Global Secondary Index Storage

Global Secondary Index Storage

Nitro

Memory-Optimized Indexes use a totally in-memory storage engine designed for low-latency, high-throughput storage of indexes called Nitro. Its write throughput scales almost-linearly with CPU cores due to its innovative use of lockless data structures. Fast index scans of these datastructures are facilitated by skip lists, drastically improving query performance when using indexes.

Overlying the skiplist used to store the data is a powerful Multi Version Concurrency Control component designed to offer the following:

  • Immutable Snapshots: Concurrent writers add or remove items into the skiplist simultaneously. A snapshot of the current items can be created to provide a point-in-time view of the skiplist. This is useful for providing repeatable stable scans. Users can create and manage multiple snapshots. If an application requires atomicity for a batch of skiplist operations, it can apply a batch of operations and create a new snapshot. Changes are invisible to scans until a new snapshot is created.

  • Fast and Low Overhead Snapshots: Readers of the skiplist use a snapshot handle to perform all lookup and range queries. An indexer application typically requires many snapshots to be created every second to serve incoming queries. The overhead of creating and maintaining a snapshot is therefore minimal to service the high rate of snapshot generation.

  • Avoid Phantom Reads: A query operation using a specific snapshot must always return the same results. Items being removed or added to an index will not be visible to the query, a query operation using a snapshot is repeatable.
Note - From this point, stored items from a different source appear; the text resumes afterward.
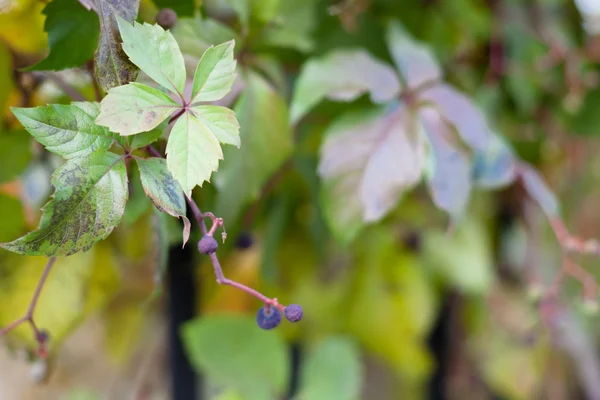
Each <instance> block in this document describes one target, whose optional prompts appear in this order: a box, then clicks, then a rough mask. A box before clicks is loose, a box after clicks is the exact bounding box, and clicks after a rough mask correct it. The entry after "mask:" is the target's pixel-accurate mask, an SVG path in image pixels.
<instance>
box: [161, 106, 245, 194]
mask: <svg viewBox="0 0 600 400" xmlns="http://www.w3.org/2000/svg"><path fill="white" fill-rule="evenodd" d="M219 142H221V143H226V144H233V145H235V146H238V147H239V145H240V139H239V124H238V121H237V119H236V118H235V114H234V112H233V111H232V110H230V109H228V108H225V107H220V106H195V107H193V108H192V109H191V110H188V111H186V112H185V113H184V114H183V115H182V116H181V117H180V118H179V119H178V120H177V122H176V123H175V125H174V126H173V129H171V134H170V136H169V141H168V143H167V151H166V152H167V166H168V168H169V171H170V172H171V173H172V174H173V177H174V178H175V179H177V181H178V182H179V183H180V184H181V187H182V188H183V191H184V193H185V194H186V195H187V196H188V197H189V196H190V195H191V193H192V189H193V188H194V187H196V185H199V186H202V183H203V182H204V181H209V180H210V176H211V174H212V173H213V172H214V171H216V170H217V167H218V166H219V160H222V159H223V151H222V150H221V145H220V144H219Z"/></svg>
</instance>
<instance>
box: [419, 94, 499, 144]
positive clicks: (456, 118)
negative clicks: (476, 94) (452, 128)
mask: <svg viewBox="0 0 600 400" xmlns="http://www.w3.org/2000/svg"><path fill="white" fill-rule="evenodd" d="M419 98H420V100H422V101H424V102H428V103H432V104H433V105H434V106H435V107H436V108H437V109H438V110H439V111H440V113H441V114H442V116H443V117H444V118H445V119H447V120H448V121H449V122H450V123H452V124H453V125H454V127H455V128H456V130H457V131H458V133H459V134H460V135H461V137H462V138H463V140H464V141H465V142H466V143H467V144H468V145H469V146H471V147H472V148H474V149H476V150H486V149H487V148H488V146H489V145H490V141H491V138H492V136H493V134H492V131H491V130H490V128H489V125H488V123H487V122H486V119H485V116H484V115H483V113H482V112H481V110H480V109H479V108H478V107H477V106H476V105H475V104H474V103H473V101H471V99H469V98H468V97H467V96H465V95H464V94H463V93H461V92H459V91H458V90H456V89H454V88H453V87H452V86H450V85H446V84H440V85H435V86H433V87H429V88H426V89H424V90H422V91H421V92H420V93H419Z"/></svg>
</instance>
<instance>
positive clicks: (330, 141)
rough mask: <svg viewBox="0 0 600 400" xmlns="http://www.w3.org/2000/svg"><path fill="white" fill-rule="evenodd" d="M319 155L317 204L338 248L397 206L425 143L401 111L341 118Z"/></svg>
mask: <svg viewBox="0 0 600 400" xmlns="http://www.w3.org/2000/svg"><path fill="white" fill-rule="evenodd" d="M320 153H321V160H320V163H319V175H320V176H321V178H322V187H321V197H322V198H321V204H322V207H323V212H324V214H325V218H326V220H327V222H328V224H329V226H330V228H331V230H332V232H333V234H334V236H335V237H336V238H337V239H338V240H339V241H340V242H342V243H348V242H350V241H351V240H352V239H353V238H354V237H356V235H357V234H358V232H359V230H360V229H361V227H362V226H363V225H364V223H367V222H375V221H379V220H380V219H381V218H383V217H384V216H385V215H386V214H387V213H388V212H389V211H390V210H392V209H393V208H394V207H395V206H396V205H397V204H398V202H399V200H400V198H401V196H402V194H403V193H404V192H405V191H406V190H408V189H409V188H411V187H412V186H414V185H415V184H417V183H418V182H419V180H420V179H421V176H422V175H423V170H424V167H425V158H426V157H425V138H424V137H423V136H422V134H421V131H420V129H418V127H417V126H416V121H414V120H413V119H412V118H411V115H410V112H409V110H408V109H407V108H406V107H404V106H403V105H401V106H394V107H392V108H389V107H379V108H377V109H372V110H369V111H366V112H365V111H362V112H351V113H347V114H345V115H344V116H342V117H341V118H339V119H338V120H336V121H335V122H334V123H333V124H332V125H331V126H330V127H329V128H328V130H327V132H326V133H325V139H324V141H323V144H322V146H321V150H320Z"/></svg>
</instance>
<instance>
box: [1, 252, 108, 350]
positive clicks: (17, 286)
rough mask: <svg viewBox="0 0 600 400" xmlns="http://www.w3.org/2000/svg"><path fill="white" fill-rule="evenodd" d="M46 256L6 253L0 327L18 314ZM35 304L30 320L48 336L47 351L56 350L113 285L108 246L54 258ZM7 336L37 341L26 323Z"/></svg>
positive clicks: (31, 293)
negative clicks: (83, 317) (46, 279)
mask: <svg viewBox="0 0 600 400" xmlns="http://www.w3.org/2000/svg"><path fill="white" fill-rule="evenodd" d="M47 261H48V259H47V258H45V257H31V256H26V257H23V256H16V255H8V257H7V258H5V259H3V262H2V263H1V264H0V274H2V279H1V280H0V289H1V290H2V301H3V304H4V306H3V307H2V309H1V310H0V325H1V326H6V325H7V324H9V323H10V322H13V321H14V320H16V319H17V318H20V317H22V316H23V315H24V314H25V312H26V310H27V307H28V306H29V303H30V302H31V296H32V294H33V292H34V290H35V288H36V286H37V284H38V281H39V278H40V276H41V274H42V271H43V269H44V267H45V265H46V263H47ZM51 272H52V273H51V274H50V275H49V277H48V280H47V281H46V284H45V285H44V290H43V291H42V293H41V295H40V299H39V302H38V303H37V307H36V313H35V322H36V324H37V326H38V327H39V328H40V329H43V330H46V331H48V332H49V334H50V338H51V340H50V341H49V342H48V346H49V347H50V351H51V352H54V351H55V350H58V349H59V346H60V344H61V343H62V341H63V340H64V339H65V337H66V335H67V334H68V333H69V332H70V331H72V330H73V329H74V328H75V327H76V324H77V323H78V322H79V321H81V319H82V318H83V317H86V316H88V315H90V314H91V313H92V312H94V311H96V310H98V309H99V308H100V307H102V306H103V305H104V304H106V302H107V301H108V300H109V299H110V298H111V296H113V295H114V293H115V291H116V290H117V289H118V286H119V278H118V275H117V271H116V260H115V258H114V256H113V254H112V252H111V251H110V249H109V248H107V247H105V246H103V245H99V246H96V247H94V248H93V249H92V250H91V251H88V252H84V253H79V254H75V255H73V256H71V257H65V258H62V257H61V258H58V259H57V260H56V262H55V264H54V266H53V267H52V271H51ZM9 337H11V338H14V339H17V340H18V341H20V342H22V343H25V344H27V345H29V346H32V347H33V346H35V345H36V344H37V342H36V341H35V338H34V336H33V334H32V333H31V327H29V326H28V325H27V324H23V325H21V326H19V327H18V328H16V329H15V330H13V331H11V332H10V334H9Z"/></svg>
  • Memory Efficiency: Disk-oriented data structures such as B+Trees process updates in the unit of disk page sizes. This approach introduces significant storage overhead per item. For a single entry update, the entire residing page needs to be copied. Nitro allocates the only exact amount of space required to hold an item. This is important for predictable capacity planning and minimization of memory usage.

  • Fast and Scalable Garbage Collection: For a system that generates hundred immutable snapshots per second, there could be hundreds of snapshots becoming unused every second. The garbage collector is therefore efficient enough to keep up with high rates of garbage generation. The Nitro garbage collector is concurrent and scales linearly with the number of concurrent writers used by the system.

Figure 1. Nitro Architecture

While Nitro is a memory-optimized storage engine, the index is also snapshotted to disk at regular intervals to allow the indexer to recover from a restart without needing to rebuild the entire index.

Plasma

The Plasma index storage engine is an extension of the Nitro storage engine, used by Standard Global Secondary Indexes. This extension allows the index to exist partially in memory and partially on disk, removing the constraint of having to have enough memory to store all indexes in their entirety.

Plasma uses lockless data structures for its on-disk format to ensure that concurrent disk access does not become a significant bottleneck. Specifically, Plasma stores the evicted pages using a log-structured format which is a form of append-only storage. Unlike B+-Trees traditionally used to store database indexes, log structured files do not rely on threads holding intermediate locks when inserting items. This means that writer threads do not interfere with each other and slow down the insertion of items.

The on-disk format also reduces the write amplification experienced when writing data to disk. It does this by incrementally persisting new data as it is evicted from the in-memory skiplist (based on an LRU algorithm) rather than always persisting entire snapshots. To retain data consistency, previous unused snapshots are merged and written to disk as full snapshots at a regular interval (every 10 minutes).